« N’en déplaise à l’ingrate postérité, la célèbre Sonate à Kreutzer n’a pas été composée pour le violoniste Rodolphe Kreutzer, qui d’ailleurs ne l’a jamais interprétée, mais pour un jeune musicien tombé dans l’oubli. Comment celui-ci est devenu l’ami auquel Beethoven a dédié l’un de ses morceaux les plus virtuoses, voilà l’histoire qui est ici racontée.
Au début de l’année 1789 débarquent à Paris le violoniste prodige George Bridgetower, neuf ans, et son père, un Noir de la Barbade qui se fait passer pour un prince d’Abyssinie. Arrivant d’Autriche, où George a suivi l’enseignement de Haydn, ils sont venus chercher l’or et la gloire que devrait leur assurer le talent du garçon…
De Paris à Londres, puis Vienne, ce récit d’apprentissage aussi vivant qu’érudit confronte aux bouleversements politiques et sociaux – notamment la mise en cause de l’esclavage aux colonies et l’évolution de la condition des Noirs en Europe – les transformations majeures que vit le monde des idées, de la musique et des sciences, pour éclairer les paradoxes et les accomplissements du Siècle des lumières. »
La quatrième de couverture ci-dessus est très fidèle au contenu du roman d’Emmanuel Dongala. Nous nous retrouvons plongés dans le foisonnement des idées qui précèdent tout juste la révolution française, mais aussi dans la façon dont le talent des très jeunes musiciens était exploité par leur père, Wolfgang Amadeus Mozart étant le parfait représentant de cette réalité. En l’occurrence il s’agit de George Bridgetower, et nous allons le suivre à travers l’Europe, le regarder grandir depuis son départ d’Eisenstadt en Autriche. L’enfant joue divinement du violon à l’âge de neuf ans, mais ils sont un certain nombre à pouvoir être exhibés ainsi par leur paternel ; George possède quelque chose que les autres prodiges n’ont pas : il est métis, et il est très beau. L’exotisme fait vendre, et l’auteur décrit avec beaucoup de subtilité le racisme qui peut devenir un avantage lorsqu’on sait l’exploiter. Frederick de Augustus, le père de George, les met tous les deux en scène avec de somptueux habits exotiques, l’originalité flamboyante magnifiant le talent du fils.
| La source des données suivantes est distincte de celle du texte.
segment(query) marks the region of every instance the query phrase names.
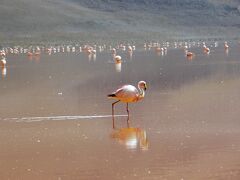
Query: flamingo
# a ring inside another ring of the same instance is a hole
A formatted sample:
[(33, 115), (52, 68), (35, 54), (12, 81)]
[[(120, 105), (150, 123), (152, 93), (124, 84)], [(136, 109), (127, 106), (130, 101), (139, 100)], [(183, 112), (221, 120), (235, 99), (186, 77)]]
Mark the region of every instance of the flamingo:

Le roman est mené tambour battant ; à chaque page ou presque George rencontre une personne importante soit dans le milieu musical, soit dans le milieu politique, et cet enfant qui rencontre un peu trop de monde – têtes couronnées, révolutionnaires célèbres, écrivains, musiciens, etc – finit par lasser, parce que invraisemblable.
La scène n’avait pas échappé à Olympe de Gouges. Aussitôt que Frederick de Augustus et George eurent fini de faire leurs adieux à la marquise, elle s’approcha d’eux et, sarcastique, lança :
— Ainsi vous vouliez faire des amabilités à cet hypocrite de Jefferson ?
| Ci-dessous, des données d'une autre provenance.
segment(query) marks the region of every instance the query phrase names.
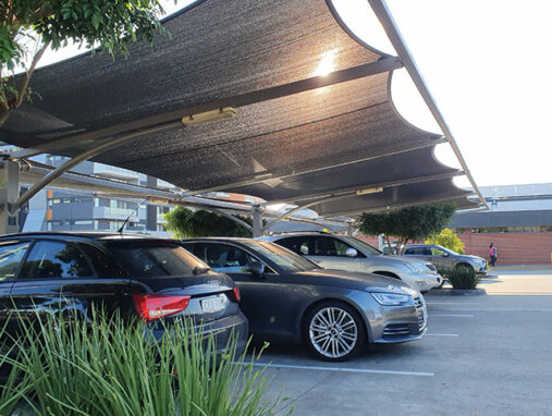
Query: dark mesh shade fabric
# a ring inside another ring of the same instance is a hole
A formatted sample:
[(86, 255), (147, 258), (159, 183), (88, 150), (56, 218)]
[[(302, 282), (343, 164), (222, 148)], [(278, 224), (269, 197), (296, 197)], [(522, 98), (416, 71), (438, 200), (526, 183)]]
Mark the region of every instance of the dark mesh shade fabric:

— Hypocrite ? s’exclama Frederick de Augustus. L’homme n’est certes pas amène, mais de là à le traiter d’hypocrite…
— Il est venu faire ses adieux à la marquise car il vient d’être rappelé pour assurer la fonction de secrétaire d’État dans son pays. Je suis sûr qu’il sera heureux de retrouver ses esclaves.
— Vous voulez dire qu’il possède des esclaves ?
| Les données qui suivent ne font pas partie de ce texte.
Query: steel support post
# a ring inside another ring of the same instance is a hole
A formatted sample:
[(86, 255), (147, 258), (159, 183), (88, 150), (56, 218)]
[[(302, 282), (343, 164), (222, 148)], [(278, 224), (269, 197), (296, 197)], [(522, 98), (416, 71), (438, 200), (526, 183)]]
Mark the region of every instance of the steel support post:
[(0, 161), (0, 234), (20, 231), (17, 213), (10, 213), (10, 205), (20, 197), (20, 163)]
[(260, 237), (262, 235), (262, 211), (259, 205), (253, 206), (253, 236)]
— Oh oui, près de deux cents, m’a-t-on dit.
— Mais non, protesta Frederick de Augustus. Vous devez confondre avec quelqu’un d’autre. C’est lui qui a écrit que « tous les hommes sont créés égaux ».
— Oui. Sauf les Noirs, les Indiens et les femmes.
Il semble que l’auteur n’a pas su trancher la masse de sa documentation, ce qui nuit à l’identification aux personnages, et surtout au petit George. Les phrases sont trop parfaites, trop lisses, on aimerait un peu plus de vie et l’on s’ennuie parfois un peu. Cette incessante abondance de détails que l’on subodore forcément exacts lasse un peu.
Reste un ouvrage très consciencieux, très documenté, agréable à lire malgré certaines réserves, et qui sort de l’ombre un violoniste oublié du siècle des Lumières.